In comparison to the low-dose growth factor group (group 2), the medium- and high-dose growth factor groups (groups 3 and 4) demonstrated a significantly higher bony callus volume on CT scans, a higher biomechanical stability in rotation, and an advanced interbody bone matrix formation (bone volume/total volume ratio) in histomorphometrical analysis. Although there was no difference between the low-dose growth factor group (group 2) and the medium- and high-dose growth factor groups (groups 3 and 4) in the appearance of fluorochrome markers using fluorochrome sequence labelling, the amount of new-formed bone was significantly higher with higher growth factor doses. However, no significant difference was determined between the medium- and high-dose growth factor groups (groups 3 and 4, respectively). Additionally, hardly any difference was determined between the low-dose growth factor group (group 2) and the group without growth factors (group 1). Therefore, the best dose-response relationship in this study was achieved with the medium growth factor dose (150 µg IGF-I plus 30 µg TGF-β1). As a further result of this study, the effective dose of IGF-I and TGF-β1 in this interbody fusion model was defined as between 75 and 150 µg IGF-I and between 15 and 30 µg TGF-β1. With increasing dose of these growth factors, no further stimulation of bone matrix formation was achieved. Due to the fact that no difference in blood and serum analysis, body weight and temperature and no acute illness of the sheep were determined in this study, the lethal doses for local combined IGF-I and TGF-β1 application must be significantly higher than 300 µg IGF-I plus 60 µg TGF-β1.

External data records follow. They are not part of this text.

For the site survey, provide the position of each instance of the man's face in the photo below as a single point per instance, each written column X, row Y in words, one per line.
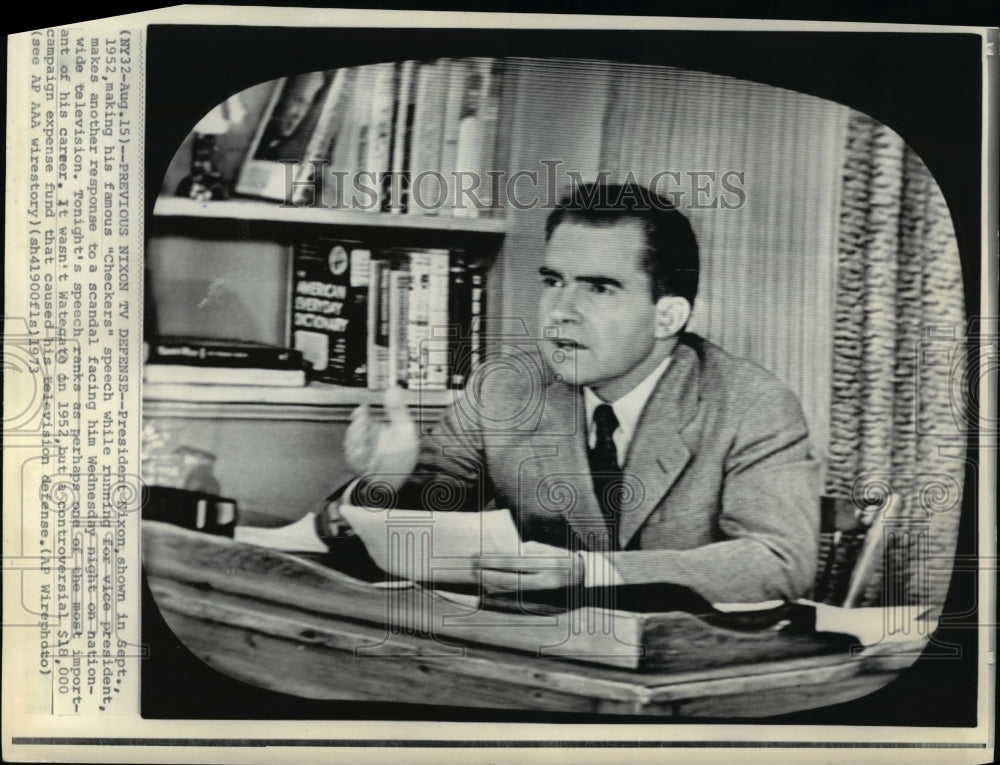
column 599, row 300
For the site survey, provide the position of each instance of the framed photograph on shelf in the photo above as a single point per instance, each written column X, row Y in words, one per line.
column 298, row 124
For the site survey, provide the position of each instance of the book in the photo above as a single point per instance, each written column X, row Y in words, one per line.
column 186, row 374
column 438, row 323
column 379, row 145
column 350, row 153
column 417, row 318
column 329, row 308
column 399, row 288
column 460, row 320
column 398, row 190
column 378, row 325
column 291, row 129
column 477, row 323
column 328, row 129
column 196, row 351
column 476, row 132
column 488, row 115
column 456, row 73
column 426, row 191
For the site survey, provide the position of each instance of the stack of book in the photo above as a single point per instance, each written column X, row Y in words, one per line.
column 412, row 317
column 400, row 137
column 207, row 361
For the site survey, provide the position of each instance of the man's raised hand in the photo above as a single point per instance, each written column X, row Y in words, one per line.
column 386, row 450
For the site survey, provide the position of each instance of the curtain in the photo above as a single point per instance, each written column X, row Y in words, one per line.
column 839, row 273
column 896, row 423
column 768, row 263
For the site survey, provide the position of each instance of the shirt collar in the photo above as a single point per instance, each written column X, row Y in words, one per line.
column 629, row 407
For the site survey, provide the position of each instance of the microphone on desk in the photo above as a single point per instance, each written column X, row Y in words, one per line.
column 195, row 510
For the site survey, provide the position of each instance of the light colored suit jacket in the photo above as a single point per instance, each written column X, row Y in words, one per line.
column 720, row 495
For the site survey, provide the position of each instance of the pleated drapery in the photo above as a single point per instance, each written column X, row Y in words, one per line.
column 897, row 419
column 840, row 273
column 768, row 264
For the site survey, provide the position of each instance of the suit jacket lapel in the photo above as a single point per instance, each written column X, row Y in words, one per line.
column 658, row 452
column 565, row 464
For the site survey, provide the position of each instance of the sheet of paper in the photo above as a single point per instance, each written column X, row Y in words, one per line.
column 299, row 536
column 872, row 625
column 427, row 545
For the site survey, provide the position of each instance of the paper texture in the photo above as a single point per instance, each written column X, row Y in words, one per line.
column 100, row 121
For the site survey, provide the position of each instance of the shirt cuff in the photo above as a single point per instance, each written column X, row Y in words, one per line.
column 329, row 522
column 598, row 570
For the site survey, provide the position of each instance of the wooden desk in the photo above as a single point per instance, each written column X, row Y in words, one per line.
column 265, row 636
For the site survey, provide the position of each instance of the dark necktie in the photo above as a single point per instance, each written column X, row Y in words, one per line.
column 604, row 470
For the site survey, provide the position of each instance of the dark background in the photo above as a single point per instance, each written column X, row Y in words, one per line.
column 925, row 86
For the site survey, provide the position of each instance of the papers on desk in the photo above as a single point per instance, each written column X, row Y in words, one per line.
column 426, row 545
column 295, row 537
column 897, row 624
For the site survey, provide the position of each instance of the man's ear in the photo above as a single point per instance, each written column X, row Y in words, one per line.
column 672, row 313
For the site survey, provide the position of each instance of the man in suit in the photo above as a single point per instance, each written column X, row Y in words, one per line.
column 650, row 455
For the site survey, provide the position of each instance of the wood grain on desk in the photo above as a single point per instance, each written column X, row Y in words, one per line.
column 272, row 639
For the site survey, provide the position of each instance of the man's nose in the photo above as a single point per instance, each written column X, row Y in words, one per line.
column 563, row 307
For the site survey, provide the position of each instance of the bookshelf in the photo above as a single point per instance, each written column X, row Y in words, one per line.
column 280, row 449
column 240, row 210
column 244, row 401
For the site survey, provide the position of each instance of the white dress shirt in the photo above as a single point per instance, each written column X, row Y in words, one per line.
column 598, row 568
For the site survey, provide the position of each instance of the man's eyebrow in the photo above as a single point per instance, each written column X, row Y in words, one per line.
column 601, row 281
column 596, row 280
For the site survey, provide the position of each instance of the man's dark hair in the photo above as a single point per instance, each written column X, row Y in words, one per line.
column 671, row 254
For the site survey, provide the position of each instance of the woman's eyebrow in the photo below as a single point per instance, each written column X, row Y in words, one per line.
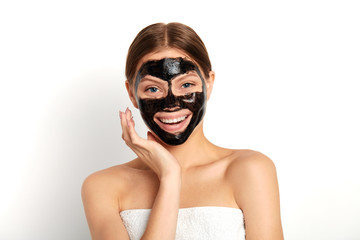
column 149, row 78
column 188, row 74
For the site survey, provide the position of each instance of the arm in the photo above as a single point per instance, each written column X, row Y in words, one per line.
column 102, row 209
column 163, row 218
column 256, row 192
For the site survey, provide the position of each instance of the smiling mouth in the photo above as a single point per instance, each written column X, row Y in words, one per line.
column 173, row 125
column 173, row 121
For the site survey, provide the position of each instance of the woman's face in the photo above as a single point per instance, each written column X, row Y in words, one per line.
column 170, row 91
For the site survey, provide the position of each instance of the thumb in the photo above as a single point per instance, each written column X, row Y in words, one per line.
column 150, row 136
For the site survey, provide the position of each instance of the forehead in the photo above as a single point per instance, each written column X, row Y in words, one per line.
column 166, row 68
column 160, row 54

Currently, the reasons for these dose-dependent effects of combined IGF-I and TGF-β1 application on bone matrix formation in this sheep cervical spine fusion model are unknown. However, due to the interaction of the IGF-I and TGF systems, some inhibitory feedback mechanism activated with increasing doses of these growth factors might be possible.

Conclusion

The local application of IGF-I and TGF-β1 by a PDLLA coated cage significantly improved results of interbody bone matrix formation in this sheep cervical spine fusion model. The best dose-response relationship was achieved with the medium growth factor dose (150 µg IGF-I plus 30 µg TGF-β1). With an increasing dose of these growth factors, no further stimulation of bone matrix formation was observed. The effective dose of combined IGF-I and TGF-β1 application could be defined as between 75 and 150 µg IGF-I, and between 15 and 30 µg TGF-β1. Although these results are encouraging, further studies are essential to determine safety issues of combined IGF-I and TGF-β1 application for spinal fusion.